You are probably familiar with the "bell-shaped" curves corresponding to Gaussian random variables in one dimension (we have also seen an illustration in the first lecture note). What these curves tell us is that in one dimension, randomly generated points from a Gaussian distribution will mostly lie close around the "mode" (in this case also the mean) of the distribution.
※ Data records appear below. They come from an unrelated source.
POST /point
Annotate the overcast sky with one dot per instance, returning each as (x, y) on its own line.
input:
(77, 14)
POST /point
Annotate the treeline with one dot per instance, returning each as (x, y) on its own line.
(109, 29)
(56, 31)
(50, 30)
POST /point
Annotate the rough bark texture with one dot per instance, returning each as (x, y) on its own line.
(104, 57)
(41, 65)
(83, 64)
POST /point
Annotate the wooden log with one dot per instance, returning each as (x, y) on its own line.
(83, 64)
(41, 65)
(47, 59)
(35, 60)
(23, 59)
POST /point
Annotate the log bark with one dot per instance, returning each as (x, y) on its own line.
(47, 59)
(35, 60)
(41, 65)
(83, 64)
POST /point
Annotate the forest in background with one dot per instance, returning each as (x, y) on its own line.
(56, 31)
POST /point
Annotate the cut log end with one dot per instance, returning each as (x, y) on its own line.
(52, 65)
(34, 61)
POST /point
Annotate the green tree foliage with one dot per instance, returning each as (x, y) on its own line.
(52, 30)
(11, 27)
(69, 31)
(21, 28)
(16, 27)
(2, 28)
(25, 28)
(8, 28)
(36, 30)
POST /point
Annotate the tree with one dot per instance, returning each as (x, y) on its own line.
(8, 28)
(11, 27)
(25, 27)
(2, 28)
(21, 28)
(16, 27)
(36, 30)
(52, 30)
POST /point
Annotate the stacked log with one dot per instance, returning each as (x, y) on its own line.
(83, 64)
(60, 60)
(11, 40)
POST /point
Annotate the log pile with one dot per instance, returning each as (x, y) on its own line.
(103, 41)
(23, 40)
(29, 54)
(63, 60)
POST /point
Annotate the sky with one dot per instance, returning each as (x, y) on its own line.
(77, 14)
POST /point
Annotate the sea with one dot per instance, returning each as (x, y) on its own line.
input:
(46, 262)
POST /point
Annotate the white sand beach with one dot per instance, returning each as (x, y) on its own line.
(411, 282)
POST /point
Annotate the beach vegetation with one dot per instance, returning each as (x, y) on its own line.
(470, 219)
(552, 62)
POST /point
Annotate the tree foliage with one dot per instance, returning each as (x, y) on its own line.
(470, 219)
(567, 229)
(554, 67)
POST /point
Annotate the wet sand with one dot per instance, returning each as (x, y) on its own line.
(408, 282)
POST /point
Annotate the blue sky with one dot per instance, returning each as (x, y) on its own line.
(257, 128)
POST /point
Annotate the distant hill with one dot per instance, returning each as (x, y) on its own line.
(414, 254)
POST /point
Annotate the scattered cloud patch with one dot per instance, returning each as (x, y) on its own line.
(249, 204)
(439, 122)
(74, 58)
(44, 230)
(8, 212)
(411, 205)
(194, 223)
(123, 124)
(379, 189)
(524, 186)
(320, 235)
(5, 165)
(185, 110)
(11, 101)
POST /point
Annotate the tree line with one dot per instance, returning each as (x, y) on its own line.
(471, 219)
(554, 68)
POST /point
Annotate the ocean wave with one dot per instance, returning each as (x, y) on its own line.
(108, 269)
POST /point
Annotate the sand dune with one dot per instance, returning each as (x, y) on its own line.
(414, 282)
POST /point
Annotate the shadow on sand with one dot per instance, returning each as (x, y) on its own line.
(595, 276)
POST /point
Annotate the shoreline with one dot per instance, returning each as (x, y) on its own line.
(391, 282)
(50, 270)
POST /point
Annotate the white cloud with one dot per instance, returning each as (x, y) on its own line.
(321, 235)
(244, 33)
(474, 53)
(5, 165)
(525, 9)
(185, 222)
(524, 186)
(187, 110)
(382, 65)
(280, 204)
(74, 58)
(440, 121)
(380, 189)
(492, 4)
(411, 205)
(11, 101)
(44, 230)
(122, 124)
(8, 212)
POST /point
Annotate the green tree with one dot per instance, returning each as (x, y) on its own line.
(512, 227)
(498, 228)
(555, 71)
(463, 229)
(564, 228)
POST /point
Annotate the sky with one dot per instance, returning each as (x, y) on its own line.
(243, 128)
Let us see an illustration of that below, where we plot the pdf of the standard normal distribution $\mathcal{N}(0, 1)$ and 50 randomly generated points from this distribution.
from scipy.stats import norm # this is imported to plot the pdf of normal distribution
import matplotlib.pyplot as plt
%matplotlib inline
n = 50 # the number of randomly generated points
r = norm.rvs(size = n) # random samples from the standard normal distribution
x = np.linspace(-5, 5, 100) # choose the x-axis values for the plot
# Plot
plt.plot(x, norm.pdf(x, 0, 1)) # plot the pdf
plt.scatter(r, np.zeros(n), marker='x', color='red') # plot the randomly generated points
plt.show()
However, as we increase the dimension of a Gaussian random variable, its geometric properties change dramatically. As the dimension $d$ of a standard normall high-dimensional random vector $\mathbf{z} \sim \mathcal{N}(\mathbf{0}, \mathbf{I})$ increases, fewer randomly generated points (vectors) from this distribution are likely to land close to the mean. Instead, the random variables strongly concentrate around a sphere of radius $\sqrt{d}.$ (Recall also that standard normal variables are spherically symmetric $-$ all random vectors of the same magnitude are equally likely.) In that sense, high-dimensional standard normal random variables behave similarly to uniformly random variables from a high-dimensional sphere or a ball (both of radius $\sqrt{d}$), which is the reason why all three of these distributions feature prominently in the analysis of randomized algorithms, with the analysis often being exchangeable between the three specific distributions. But we are digressing... Let us now formally argue what we claimed above: that high-dimensional (standard normal) Gaussians concentrate around the sphere of radius $\sqrt{d}.$
Recall the definition of the Euclidean (or $\ell_2$) norm of a vector: $\|\mathbf{x}\|_2 = \sqrt{\sum_{i=1}^d x_i^2},$ where $x_1, x_2, \dots, x_d$ are the entries of $\mathbf{x}$, which, as we discussed before has the interpretation of what we intuitively understand as the length of a vector. We prove the following:
Proof To prove the theorem, we use the Chernoff method. You will recall that Chernoff method boils down to finding a moment generating function of a random variable and using Markov's inequality. The question here is: which random variable should we work with?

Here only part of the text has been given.